6-13-18 One in five British mammals at risk of extinction
The red squirrel, the wildcat, and the grey long-eared bat are all facing severe threats to their survival, according to new research. They are among 12 species that have been put on the first "red list" for wild mammals in Britain. The Mammal Society and Natural England study said almost one in five British mammals was at risk of extinction. Factors such as climate change, loss of habitat, use of pesticides and disease are to blame, the report said. It said the hedgehog and water vole have seen their populations decline by almost 70% over the past 20 years. However, it is good news for the otter, pine marten, polecat and badger, which have all seen their populations and geographical range spread. The report is described as the first comprehensive review of the population of British mammals for 20 years. Researchers examined more than 1.5m individual biological records of 58 species of terrestrial mammal. They looked at whether their numbers were going up or down, the extent of their range, if there were any trends, and what their future prospects were. The species have been ranked using the International Union for Conservation of Nature (IUCN) criteria, which is used to compile the global list of threatened species. A species that makes it on to the "red list" means it is called "threatened" and it faces becoming extinct within the next decade. The highest threat category is "critically endangered." Three species were given this status: the wildcat, the greater mouse-eared bat, and the black rat. The next highest threat level is "endangered". Listed here is the red squirrel, along with the beaver, water vole and grey long-eared bat. The third-highest threat category is "vulnerable". The hedgehog, the hazel dormouse, Orkney vole, serotine bat and barbastelle bat are included in this list.

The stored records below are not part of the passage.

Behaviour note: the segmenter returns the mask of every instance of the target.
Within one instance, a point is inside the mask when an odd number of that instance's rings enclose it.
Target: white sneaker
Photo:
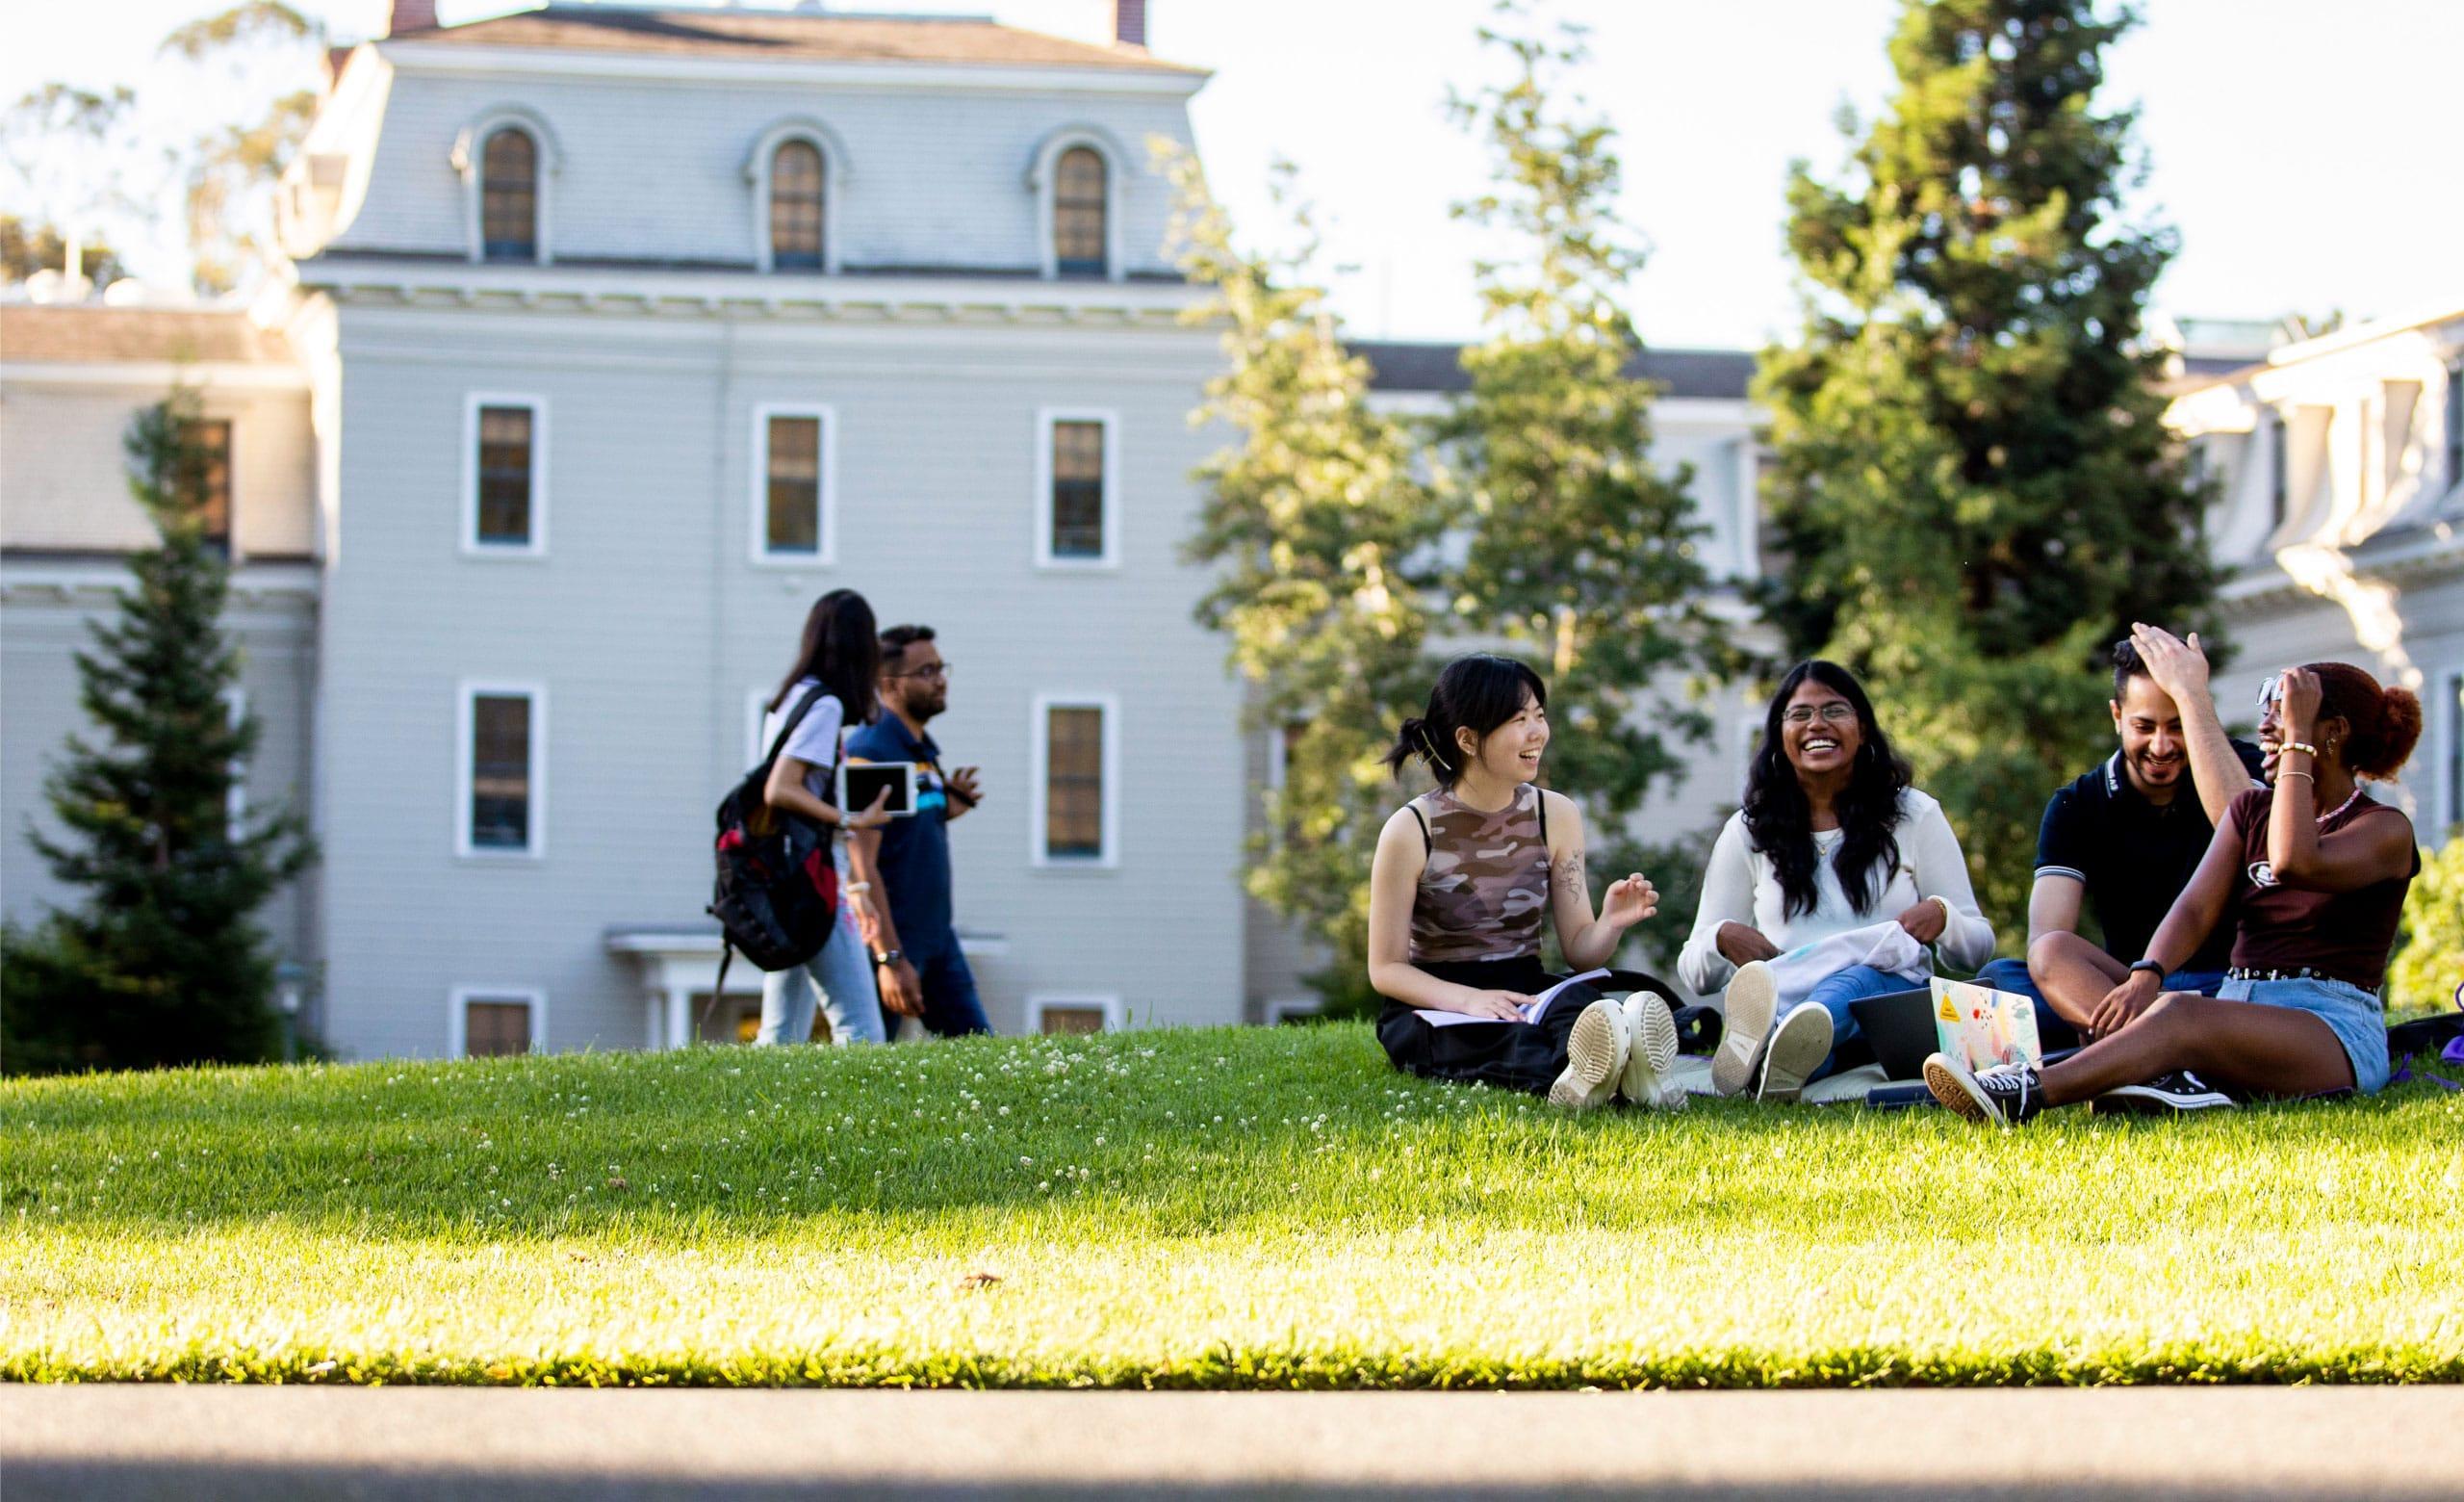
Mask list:
[[[1578,1111],[1606,1105],[1626,1068],[1626,1008],[1606,997],[1582,1009],[1566,1037],[1566,1069],[1549,1087],[1549,1103]]]
[[[1751,960],[1737,967],[1729,982],[1726,1017],[1720,1027],[1720,1049],[1711,1055],[1711,1089],[1724,1096],[1742,1095],[1762,1064],[1763,1045],[1771,1041],[1771,1019],[1780,1010],[1780,983],[1771,967]]]
[[[1685,1109],[1685,1087],[1677,1082],[1677,1019],[1656,993],[1626,998],[1626,1070],[1617,1093],[1634,1105]]]
[[[1771,1045],[1762,1050],[1762,1078],[1758,1101],[1793,1101],[1806,1088],[1806,1076],[1831,1057],[1831,1013],[1819,1001],[1800,1001],[1788,1008],[1771,1029]]]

6-13-18 Britain’s hedgehog population has fallen 66 per cent in 20 years
Britain only has 58 wild mammal species to start with, and many have declined sharply in number since 1995 – with hedgehogs suffering a particularly severe fall. They may be the UK’s favourite mammals, but hedgehog numbers in Britain have fallen by 66 per cent in just two decades. The UK Mammal Society and Natural England have conducted the most comprehensive census of native British mammal populations since 1995. The study found that the estimated number of common hedgehogs in Britain has plunged by two-thirds since 1995 to 522,000. “This is one of the largest losses we saw,” says co-author John Gurnell of Queen Mary, University of London. The British hedgehog population should now be considered “vulnerable”, the report says. Gurnell says a doubling in the badger population over the same period may have contributed, as they eat hedgehogs and compete for the same insect food. However, hedgehog numbers also dropped in areas without badgers. Other factors include the loss of hedgehogs’ favoured agricultural habitats, such as hedgerows and the margins of fields, due to more intensive farming. They are also exposed to pesticides in the insects they eat, and rodenticides targeted at rats. “They seem to be doing better in urban areas,” says Gurnell. For five years he has studied the only remaining population of hedgehogs in central London, in Regents Park. Hedgehogs thrive in untidier gardens, with holes in fences allowing them through to neighbouring plots and woodland. They struggle in clinically-manicured gardens with impassable fences and walls. Many also die crossing roads.